Karen Houle Areas of Feminist Research: Social and Political Philosophy (esp. French Feminist Though), Environmental Philosophy My present research interests are in the area of political theory and post-structuralist thought. I am thinking through the ways in which our dominant conceptual heritage has framed ethical and political questions, including both how the issues are seen and how particular solutions to these issues are presented as real, viable possibilities for change and resistance. My work is primarily conceptual but has points of insertion in familiar ethical and political questions, including perennial feminist questions about oppression and domination, access to resources, health and power. I have written about abortion and surrogate motherhood. I also work on environmental issues such as just distribution of waste, ecosystem health, and animality. Areas of Feminist Research: Early modern philosophy, Locke, early modern women philosophers, history of ethics, feminism (historical and contemporary) My area of expertise is British philosophy of the seventeenth and eighteenth centuries, with a special emphasis on women philosophers of this period. Through my research, I hope to bring women's intellectual contributions into the philosophical canon. I have published on Anne Conway and Catherine Trotter Cockburn, and plan to continue working on these and other women (including Lady Mary Shepherd), who made significant contributions to philosophical debates of their time. I am also interested in the history ethics, and particularly the sentimentalist philosophers of the eighteenth century.

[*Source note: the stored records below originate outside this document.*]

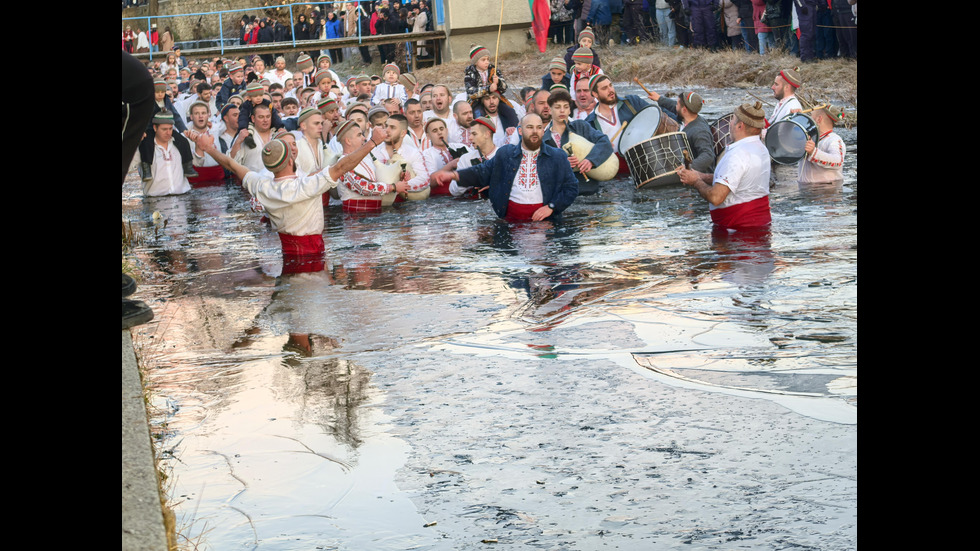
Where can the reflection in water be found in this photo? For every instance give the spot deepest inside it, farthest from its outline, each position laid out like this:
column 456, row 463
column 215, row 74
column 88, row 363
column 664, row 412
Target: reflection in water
column 275, row 384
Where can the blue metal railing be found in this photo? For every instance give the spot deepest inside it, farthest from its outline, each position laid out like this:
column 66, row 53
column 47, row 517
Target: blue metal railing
column 436, row 6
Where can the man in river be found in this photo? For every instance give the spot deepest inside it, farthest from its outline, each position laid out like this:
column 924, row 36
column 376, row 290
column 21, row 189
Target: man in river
column 531, row 181
column 738, row 191
column 293, row 204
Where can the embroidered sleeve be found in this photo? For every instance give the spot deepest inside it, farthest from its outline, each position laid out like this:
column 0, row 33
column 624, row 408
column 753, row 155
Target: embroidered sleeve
column 362, row 186
column 832, row 158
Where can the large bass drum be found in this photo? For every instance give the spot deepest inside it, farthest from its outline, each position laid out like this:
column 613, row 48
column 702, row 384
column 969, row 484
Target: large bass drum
column 786, row 138
column 649, row 122
column 654, row 162
column 721, row 134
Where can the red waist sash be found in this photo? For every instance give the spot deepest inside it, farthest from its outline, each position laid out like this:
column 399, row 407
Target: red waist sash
column 362, row 205
column 751, row 214
column 302, row 253
column 517, row 212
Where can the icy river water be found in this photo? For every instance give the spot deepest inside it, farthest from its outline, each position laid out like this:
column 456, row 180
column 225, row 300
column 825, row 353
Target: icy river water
column 624, row 380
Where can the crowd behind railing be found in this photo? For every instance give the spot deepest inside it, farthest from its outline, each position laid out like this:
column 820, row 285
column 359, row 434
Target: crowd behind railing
column 325, row 21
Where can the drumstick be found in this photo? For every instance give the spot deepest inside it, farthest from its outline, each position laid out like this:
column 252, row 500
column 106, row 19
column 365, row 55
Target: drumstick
column 636, row 80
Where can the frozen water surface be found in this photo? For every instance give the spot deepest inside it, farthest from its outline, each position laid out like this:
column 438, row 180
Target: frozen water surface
column 625, row 380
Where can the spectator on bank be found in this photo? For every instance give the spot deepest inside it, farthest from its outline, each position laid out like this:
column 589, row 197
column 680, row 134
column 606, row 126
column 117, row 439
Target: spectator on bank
column 766, row 39
column 166, row 40
column 334, row 28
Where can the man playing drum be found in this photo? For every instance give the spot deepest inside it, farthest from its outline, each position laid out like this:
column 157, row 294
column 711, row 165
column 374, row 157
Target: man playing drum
column 738, row 191
column 784, row 88
column 693, row 125
column 612, row 115
column 557, row 135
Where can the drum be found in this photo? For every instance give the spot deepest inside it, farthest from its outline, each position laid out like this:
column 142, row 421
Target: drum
column 654, row 162
column 649, row 122
column 786, row 139
column 721, row 133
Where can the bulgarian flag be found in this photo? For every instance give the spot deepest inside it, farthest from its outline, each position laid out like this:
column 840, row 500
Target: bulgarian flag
column 540, row 20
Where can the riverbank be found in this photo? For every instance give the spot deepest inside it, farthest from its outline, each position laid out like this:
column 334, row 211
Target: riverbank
column 832, row 80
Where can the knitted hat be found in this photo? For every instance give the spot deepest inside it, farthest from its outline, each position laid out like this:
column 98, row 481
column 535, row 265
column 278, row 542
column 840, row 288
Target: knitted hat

Karen Wendling Areas of feminist research: social and political philosophy, feminist philosophy, philosophy of medicine, ethics I'm interested in egalitarianism, broadly conceived. Much of my work has focussed on institutional inequalities, particularly those that are informally rather than formally institutionalized. I understand institutions as systems of rules; informal institutions are social patterns of rule-following behaviour in which the rules are widely understood and followed but not formally codified as laws, by-laws, policies, procedures, and so on. Language, friendship and etiquette are largely informal institutions. My particular interest is in informally institutionalized forms of social inequality such as sexism and racism, in the forms of both discrimination and privilege. I'm also interested in the development of radical egalitarian political thought, beginning with heretical pre-Reformation religious sects, continuing through the development of liberalism in the seventeenth century, the revolutions of the eighteenth century, the rise of socialism, the gradual extension of the franchise, abolitionism and the woman's rights movement in the nineteenth century, and into the equality-seeking movements of the twentieth and twenty-first centuries.
|
ActivitiesThe Feminist Philosophy Research Group and the Department of Philosophy hosted the Canadian Society for Women in Philosophy annual conference, October 2-4, 2009.